箱根駅伝、駒大が4連覇。毎年、往路復路とも後半だけ見ている。活躍した黒人選手が僕と学部も一緒で、今年から母校を応援する気になった。これから外人枠で強くなるかもしれない。大学、個人それぞれのドラマがあり、まるで感動巨編を観賞するかのよう。しかしアナウンサーがいちいち一大叙事詩を謳い上げ、大げさ捨すぎて興ざめした。どこかで歯止めを。

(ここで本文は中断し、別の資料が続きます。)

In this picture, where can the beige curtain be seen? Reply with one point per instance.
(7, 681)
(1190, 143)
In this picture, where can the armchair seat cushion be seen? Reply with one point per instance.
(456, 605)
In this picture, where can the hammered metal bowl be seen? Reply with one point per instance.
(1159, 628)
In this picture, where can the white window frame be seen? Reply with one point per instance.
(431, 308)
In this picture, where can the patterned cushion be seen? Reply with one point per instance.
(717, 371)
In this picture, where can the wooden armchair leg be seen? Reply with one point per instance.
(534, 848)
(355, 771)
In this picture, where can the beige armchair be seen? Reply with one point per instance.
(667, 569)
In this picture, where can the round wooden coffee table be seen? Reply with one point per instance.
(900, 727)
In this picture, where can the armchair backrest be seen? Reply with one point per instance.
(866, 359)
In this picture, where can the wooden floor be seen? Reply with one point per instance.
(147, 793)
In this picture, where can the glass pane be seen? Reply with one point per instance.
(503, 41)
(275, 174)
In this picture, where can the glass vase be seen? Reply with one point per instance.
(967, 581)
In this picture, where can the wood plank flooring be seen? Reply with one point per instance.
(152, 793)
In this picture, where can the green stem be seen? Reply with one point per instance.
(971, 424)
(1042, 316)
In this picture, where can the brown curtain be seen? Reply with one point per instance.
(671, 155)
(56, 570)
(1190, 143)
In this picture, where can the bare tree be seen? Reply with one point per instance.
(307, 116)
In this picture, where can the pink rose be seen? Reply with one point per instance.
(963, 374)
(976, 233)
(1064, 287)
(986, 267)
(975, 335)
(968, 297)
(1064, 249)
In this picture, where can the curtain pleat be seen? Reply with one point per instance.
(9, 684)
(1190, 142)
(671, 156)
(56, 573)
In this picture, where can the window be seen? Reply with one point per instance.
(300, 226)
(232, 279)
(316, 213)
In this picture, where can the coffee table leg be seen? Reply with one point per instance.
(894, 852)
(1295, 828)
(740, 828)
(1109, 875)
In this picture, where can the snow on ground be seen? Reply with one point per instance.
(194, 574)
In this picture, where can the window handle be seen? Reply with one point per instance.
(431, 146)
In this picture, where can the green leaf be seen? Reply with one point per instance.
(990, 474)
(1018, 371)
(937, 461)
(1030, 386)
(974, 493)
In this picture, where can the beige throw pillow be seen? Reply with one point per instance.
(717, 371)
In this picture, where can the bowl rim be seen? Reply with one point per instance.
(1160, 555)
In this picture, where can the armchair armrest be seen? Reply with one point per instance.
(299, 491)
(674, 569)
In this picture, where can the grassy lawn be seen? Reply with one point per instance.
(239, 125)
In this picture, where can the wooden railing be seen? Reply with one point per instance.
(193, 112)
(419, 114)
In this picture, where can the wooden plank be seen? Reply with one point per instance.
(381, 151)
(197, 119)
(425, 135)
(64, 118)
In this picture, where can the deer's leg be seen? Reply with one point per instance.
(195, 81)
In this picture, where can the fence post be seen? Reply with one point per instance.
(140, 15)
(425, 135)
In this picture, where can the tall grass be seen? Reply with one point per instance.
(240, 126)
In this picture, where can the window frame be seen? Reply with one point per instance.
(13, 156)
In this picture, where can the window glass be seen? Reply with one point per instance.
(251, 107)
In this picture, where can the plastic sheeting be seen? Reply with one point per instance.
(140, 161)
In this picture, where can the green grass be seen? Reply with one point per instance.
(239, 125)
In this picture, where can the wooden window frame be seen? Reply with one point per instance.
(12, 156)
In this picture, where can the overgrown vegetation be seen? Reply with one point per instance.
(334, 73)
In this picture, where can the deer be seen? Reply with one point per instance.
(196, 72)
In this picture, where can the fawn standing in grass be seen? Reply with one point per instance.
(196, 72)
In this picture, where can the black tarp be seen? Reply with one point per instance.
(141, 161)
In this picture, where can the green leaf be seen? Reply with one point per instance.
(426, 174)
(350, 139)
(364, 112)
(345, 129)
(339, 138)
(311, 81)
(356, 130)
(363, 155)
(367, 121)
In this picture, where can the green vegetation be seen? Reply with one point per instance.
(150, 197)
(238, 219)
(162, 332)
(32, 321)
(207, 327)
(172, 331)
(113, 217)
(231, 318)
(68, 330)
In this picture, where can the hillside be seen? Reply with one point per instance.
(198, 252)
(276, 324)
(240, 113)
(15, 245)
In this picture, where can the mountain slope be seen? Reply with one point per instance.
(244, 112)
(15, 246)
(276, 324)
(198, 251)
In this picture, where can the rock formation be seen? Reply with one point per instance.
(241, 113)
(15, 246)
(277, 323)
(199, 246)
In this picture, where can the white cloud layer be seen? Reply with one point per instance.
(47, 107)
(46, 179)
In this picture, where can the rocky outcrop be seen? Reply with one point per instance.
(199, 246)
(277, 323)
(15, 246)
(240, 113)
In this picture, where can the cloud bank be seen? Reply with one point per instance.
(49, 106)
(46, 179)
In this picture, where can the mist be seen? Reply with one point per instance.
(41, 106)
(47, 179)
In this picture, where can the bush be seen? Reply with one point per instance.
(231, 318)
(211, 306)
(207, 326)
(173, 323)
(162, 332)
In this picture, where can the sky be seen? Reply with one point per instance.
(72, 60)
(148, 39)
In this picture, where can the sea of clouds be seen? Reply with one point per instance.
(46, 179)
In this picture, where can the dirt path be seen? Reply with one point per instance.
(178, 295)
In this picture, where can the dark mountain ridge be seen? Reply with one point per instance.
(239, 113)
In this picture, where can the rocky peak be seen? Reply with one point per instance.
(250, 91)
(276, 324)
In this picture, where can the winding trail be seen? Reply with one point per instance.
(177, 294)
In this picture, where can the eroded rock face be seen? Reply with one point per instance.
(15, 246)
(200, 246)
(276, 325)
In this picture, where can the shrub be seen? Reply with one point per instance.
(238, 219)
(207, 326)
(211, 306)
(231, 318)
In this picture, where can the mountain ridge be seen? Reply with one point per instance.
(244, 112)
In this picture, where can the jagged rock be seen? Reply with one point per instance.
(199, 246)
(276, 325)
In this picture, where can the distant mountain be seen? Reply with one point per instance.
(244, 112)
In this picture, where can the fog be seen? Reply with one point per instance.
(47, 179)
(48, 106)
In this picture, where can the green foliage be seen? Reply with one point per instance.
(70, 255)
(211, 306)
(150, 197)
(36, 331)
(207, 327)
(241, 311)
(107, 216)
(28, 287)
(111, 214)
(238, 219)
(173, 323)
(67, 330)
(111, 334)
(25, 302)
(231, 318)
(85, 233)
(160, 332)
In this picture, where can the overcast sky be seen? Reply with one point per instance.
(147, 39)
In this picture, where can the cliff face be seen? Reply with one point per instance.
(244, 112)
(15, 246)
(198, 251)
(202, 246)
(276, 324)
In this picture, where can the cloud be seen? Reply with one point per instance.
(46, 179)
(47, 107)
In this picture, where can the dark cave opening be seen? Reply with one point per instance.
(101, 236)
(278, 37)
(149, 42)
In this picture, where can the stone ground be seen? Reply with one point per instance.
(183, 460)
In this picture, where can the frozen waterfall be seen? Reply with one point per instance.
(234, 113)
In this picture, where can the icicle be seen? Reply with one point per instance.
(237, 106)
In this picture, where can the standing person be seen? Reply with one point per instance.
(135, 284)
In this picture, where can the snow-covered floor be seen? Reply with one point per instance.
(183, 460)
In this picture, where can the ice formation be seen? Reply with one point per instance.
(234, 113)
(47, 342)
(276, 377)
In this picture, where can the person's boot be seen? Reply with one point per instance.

ソウウツシニアとドライブして海ほたるへ行く。車中二人だと否応なしに会話をしなければいけない。狭い箱でいい年をした父子のみという画が異様に感じた。しかも何を血迷ったか海ほたる。考えてみればここ数年、会話らしい会話をしていない。彼にはいろいろと話したいことがあったようだ。僕としても貴重な体験となる。船をイメージした海ほたるに着いた頃には陽が沈みかけていた。360度の海にはそれなりの景観だった。すぐに満足して家路に急ごうとするところは血のつながりが濃い部分で、さっさと車に乗り込む。木更津名物のあさりは船のどの飲食店にもあった。肉まんにもカレーにも入っている。ソフトクリームはピーナツ味。土地の名産をとりあえず食べておこうという観光客の心理状態に、僕らも見事に陥った。